Eat Me.

Anything you can do we can do vegan.

Friday, November 9, 2007

What We Ate In New York


Menu from Vegetarian Dim Sum House.

New York is a great city for vegans. Instead of vegan restaurants just being a few folding tables with plastic tablecloths staffed by volunteers you can go all out and eat vegan on all levels of the restaurant food chain. Not that I dislike vegan restaurants with plastic tablecloths and folding tables but sometimes it is nice to have a choice to go to a regular place or fancy place.

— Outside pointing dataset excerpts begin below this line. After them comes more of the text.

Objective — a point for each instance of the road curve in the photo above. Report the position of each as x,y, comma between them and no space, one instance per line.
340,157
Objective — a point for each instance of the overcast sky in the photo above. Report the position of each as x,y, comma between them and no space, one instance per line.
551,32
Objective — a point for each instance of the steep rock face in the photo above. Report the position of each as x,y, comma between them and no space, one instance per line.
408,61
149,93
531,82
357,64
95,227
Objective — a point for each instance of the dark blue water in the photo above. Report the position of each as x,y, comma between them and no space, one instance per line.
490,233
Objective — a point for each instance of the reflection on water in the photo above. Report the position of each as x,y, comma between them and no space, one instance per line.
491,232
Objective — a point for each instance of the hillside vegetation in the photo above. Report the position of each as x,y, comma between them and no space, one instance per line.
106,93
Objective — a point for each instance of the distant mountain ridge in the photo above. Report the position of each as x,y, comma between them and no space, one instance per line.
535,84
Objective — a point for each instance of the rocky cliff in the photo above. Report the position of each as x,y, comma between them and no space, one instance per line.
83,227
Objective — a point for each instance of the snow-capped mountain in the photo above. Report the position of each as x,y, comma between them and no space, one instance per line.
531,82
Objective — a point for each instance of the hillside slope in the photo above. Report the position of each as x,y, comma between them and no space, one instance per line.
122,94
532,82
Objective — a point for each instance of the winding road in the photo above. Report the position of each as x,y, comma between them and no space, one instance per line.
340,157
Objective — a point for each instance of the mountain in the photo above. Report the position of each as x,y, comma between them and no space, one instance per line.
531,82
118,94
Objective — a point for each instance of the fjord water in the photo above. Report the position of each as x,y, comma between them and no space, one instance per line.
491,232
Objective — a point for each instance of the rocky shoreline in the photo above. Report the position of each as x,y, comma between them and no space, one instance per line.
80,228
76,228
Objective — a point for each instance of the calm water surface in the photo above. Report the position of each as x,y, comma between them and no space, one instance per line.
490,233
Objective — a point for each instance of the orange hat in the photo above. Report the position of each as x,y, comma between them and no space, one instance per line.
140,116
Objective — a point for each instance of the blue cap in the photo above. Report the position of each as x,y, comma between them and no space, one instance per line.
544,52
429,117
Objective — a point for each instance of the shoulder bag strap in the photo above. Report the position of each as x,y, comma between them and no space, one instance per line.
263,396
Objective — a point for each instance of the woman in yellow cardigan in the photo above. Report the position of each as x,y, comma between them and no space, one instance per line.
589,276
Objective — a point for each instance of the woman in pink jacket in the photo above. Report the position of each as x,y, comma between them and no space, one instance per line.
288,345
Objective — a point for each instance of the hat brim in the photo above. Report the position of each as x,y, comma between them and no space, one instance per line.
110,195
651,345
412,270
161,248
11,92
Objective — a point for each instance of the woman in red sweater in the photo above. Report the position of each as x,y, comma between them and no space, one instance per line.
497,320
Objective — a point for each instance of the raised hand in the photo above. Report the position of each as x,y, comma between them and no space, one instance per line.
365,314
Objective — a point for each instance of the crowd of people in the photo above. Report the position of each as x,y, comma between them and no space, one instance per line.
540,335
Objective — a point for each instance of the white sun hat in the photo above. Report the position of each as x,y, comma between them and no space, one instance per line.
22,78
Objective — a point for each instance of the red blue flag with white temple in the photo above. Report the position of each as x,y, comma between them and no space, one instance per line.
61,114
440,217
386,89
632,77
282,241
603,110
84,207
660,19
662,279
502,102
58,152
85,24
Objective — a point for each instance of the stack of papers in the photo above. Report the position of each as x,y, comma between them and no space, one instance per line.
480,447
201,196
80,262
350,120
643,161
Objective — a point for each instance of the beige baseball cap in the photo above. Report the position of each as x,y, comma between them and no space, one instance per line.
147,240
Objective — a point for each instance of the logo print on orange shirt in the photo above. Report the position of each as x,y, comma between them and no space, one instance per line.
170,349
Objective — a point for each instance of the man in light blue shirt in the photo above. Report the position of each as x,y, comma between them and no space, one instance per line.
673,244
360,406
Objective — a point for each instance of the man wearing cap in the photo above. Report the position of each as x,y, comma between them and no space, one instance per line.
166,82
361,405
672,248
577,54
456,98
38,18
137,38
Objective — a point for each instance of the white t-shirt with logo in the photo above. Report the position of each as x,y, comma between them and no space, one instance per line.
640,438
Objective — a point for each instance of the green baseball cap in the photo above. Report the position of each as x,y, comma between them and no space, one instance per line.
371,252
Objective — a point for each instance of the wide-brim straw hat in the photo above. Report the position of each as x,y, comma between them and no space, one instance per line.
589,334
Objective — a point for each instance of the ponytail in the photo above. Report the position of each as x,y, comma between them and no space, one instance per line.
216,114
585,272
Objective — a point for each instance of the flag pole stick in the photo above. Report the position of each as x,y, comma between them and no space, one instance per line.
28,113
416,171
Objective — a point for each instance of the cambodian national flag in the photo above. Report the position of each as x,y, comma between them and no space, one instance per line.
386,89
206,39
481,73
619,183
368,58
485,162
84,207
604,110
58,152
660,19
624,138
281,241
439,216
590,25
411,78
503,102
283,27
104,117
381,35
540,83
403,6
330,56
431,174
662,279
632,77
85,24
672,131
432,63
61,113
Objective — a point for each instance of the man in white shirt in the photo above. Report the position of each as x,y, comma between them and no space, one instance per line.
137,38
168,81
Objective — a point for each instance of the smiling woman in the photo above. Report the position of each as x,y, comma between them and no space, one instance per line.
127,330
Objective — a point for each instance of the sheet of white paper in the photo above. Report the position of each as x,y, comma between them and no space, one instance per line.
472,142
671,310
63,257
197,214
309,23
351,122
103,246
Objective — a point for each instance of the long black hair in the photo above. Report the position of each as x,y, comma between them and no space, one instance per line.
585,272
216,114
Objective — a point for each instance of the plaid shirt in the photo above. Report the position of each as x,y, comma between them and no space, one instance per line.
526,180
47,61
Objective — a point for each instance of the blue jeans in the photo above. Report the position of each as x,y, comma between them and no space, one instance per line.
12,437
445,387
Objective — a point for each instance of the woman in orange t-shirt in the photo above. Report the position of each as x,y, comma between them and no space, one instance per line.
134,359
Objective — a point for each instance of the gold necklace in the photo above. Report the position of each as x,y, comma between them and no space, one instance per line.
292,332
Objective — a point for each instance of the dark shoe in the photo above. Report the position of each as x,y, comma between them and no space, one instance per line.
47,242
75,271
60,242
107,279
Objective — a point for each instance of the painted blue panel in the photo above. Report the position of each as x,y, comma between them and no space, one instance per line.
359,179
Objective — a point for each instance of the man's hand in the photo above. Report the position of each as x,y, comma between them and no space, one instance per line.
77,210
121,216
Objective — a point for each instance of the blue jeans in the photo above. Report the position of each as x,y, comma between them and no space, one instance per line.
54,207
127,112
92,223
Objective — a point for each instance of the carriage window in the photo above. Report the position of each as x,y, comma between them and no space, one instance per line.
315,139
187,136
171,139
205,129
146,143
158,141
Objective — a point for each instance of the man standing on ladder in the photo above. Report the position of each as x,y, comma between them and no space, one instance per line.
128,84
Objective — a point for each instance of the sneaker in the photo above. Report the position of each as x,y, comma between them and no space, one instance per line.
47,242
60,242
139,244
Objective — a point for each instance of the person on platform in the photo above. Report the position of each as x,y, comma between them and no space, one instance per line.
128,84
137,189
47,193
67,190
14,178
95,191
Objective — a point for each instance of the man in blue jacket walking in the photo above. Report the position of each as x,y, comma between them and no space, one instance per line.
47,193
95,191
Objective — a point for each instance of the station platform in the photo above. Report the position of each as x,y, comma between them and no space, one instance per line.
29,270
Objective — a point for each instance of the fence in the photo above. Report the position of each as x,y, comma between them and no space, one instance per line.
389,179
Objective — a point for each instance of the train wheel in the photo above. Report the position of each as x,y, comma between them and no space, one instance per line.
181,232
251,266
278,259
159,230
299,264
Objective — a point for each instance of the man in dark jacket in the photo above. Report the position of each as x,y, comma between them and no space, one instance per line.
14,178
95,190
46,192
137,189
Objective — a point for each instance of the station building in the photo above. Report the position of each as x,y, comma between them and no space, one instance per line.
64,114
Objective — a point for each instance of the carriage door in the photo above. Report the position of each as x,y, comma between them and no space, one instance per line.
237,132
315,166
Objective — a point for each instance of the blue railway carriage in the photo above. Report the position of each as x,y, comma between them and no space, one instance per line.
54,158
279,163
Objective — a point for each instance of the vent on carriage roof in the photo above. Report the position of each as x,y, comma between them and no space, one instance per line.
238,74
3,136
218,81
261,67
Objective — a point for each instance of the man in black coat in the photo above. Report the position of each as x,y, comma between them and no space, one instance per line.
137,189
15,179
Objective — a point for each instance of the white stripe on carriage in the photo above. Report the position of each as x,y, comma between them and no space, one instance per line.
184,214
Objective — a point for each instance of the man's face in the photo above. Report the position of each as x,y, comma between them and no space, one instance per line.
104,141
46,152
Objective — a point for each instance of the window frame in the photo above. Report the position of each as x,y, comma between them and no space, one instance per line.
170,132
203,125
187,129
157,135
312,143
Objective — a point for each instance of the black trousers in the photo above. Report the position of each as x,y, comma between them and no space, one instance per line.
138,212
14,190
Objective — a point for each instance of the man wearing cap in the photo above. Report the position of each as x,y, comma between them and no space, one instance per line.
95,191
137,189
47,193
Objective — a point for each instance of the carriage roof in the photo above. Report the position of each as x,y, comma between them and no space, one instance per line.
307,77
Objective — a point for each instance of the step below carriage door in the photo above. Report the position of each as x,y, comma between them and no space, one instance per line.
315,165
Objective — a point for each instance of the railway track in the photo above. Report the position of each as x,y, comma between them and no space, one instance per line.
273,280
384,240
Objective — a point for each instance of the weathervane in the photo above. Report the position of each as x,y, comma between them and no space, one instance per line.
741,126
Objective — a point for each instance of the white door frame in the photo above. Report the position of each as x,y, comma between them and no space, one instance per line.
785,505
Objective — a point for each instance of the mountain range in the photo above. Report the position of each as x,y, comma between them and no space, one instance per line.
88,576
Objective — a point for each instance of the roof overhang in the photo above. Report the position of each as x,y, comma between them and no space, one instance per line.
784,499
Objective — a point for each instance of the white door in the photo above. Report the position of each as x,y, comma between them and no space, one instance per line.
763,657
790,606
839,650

First things first: There are about a million vegan dining guides for New York. I downloaded a printable pdf version available from Friends of Animals here. Honestly this is pretty much the only thing we did to plan for our trip. Since we are totally over the touristy activities it was great to just plan around eating. Seriously eating and a visit to Mooshoes were the only things we planned on doing. Otherwise we just drank coffee and read the newspaper. Our friend Victoria was the best ever in catering to our vegan-centric plans over the three days we were there.

So two restaurants to mention. The first and our favorite is Vegetarian Dim Sum House in Chinatown. On the menu it clearly states multiple times "All we serve is vegetarian dishes." And since they didn't really have any dairy or anything like that they might as well have said "All we serve is vegan dishes." We went around 2 on Sunday ready to eat and drink tea for as long as they would let us sit there. Victoria actually lived in Chinatown until she was ten and her parents own a Chinese restaurant in Louisiana and she liked it so I guess it gets the gold seal of approval. She also laughed her ass off after I accidentally ate the rice paper on the bottom of my mock roast pork bun. I thought it was a bit chewy. Very good - go here.

Our other dining extravaganza was a visit to Candle 79 on the Upper East Side to celebrate our one year anniversary. So Candle 79 if you don't know what it is is the fancier version of Candle Cafe - an infamous vegan restaurant in the same vicinity. It had an intimate, quiet and elegant atmosphere in what seemed to be an old townhouse. We also met up with our Jersey City inhabiting friends Kyo and Chris who were intrigued by the idea of making cream from cashews. (Kyo and Chris just bought a place of their own - Congratulations!)

At any rate the price and atmosphere were comparable to Emeril's or some fancy-pants restaurant like that. Before we went there I checked up on the restaurant and it was rated #3 for vegan food in New York on Super Vegan but mostly everyone said the staff had an attitude. I'm not sure if it was an attitude really but sort of a daze that affected their ability to take our drink order within half an hour of sitting down. Plus the waiter sort of just flung/pushed a straw off his tray at Victoria instead of picking it up and setting in front of her. But lets talk about the food.

The food was pretty good. That's it. Not exceptional. It was nice to go somewhere fancy and be able to order anything from the menu but it's one of those places you want your parents to take you. For now I guess my tastes lay at places where volunteers serve food on folding tables with plastic tablecloths.

1 comment:

xyaker said...

I would also like to add a funny experience to the candle 79. When I ordered the Pad Thai the waiter said, "It's Raw, do you know about that?" I nodded and was later asked by Kyo if my dish had raw meat in it. "Nope, just uncooked coconut noodles."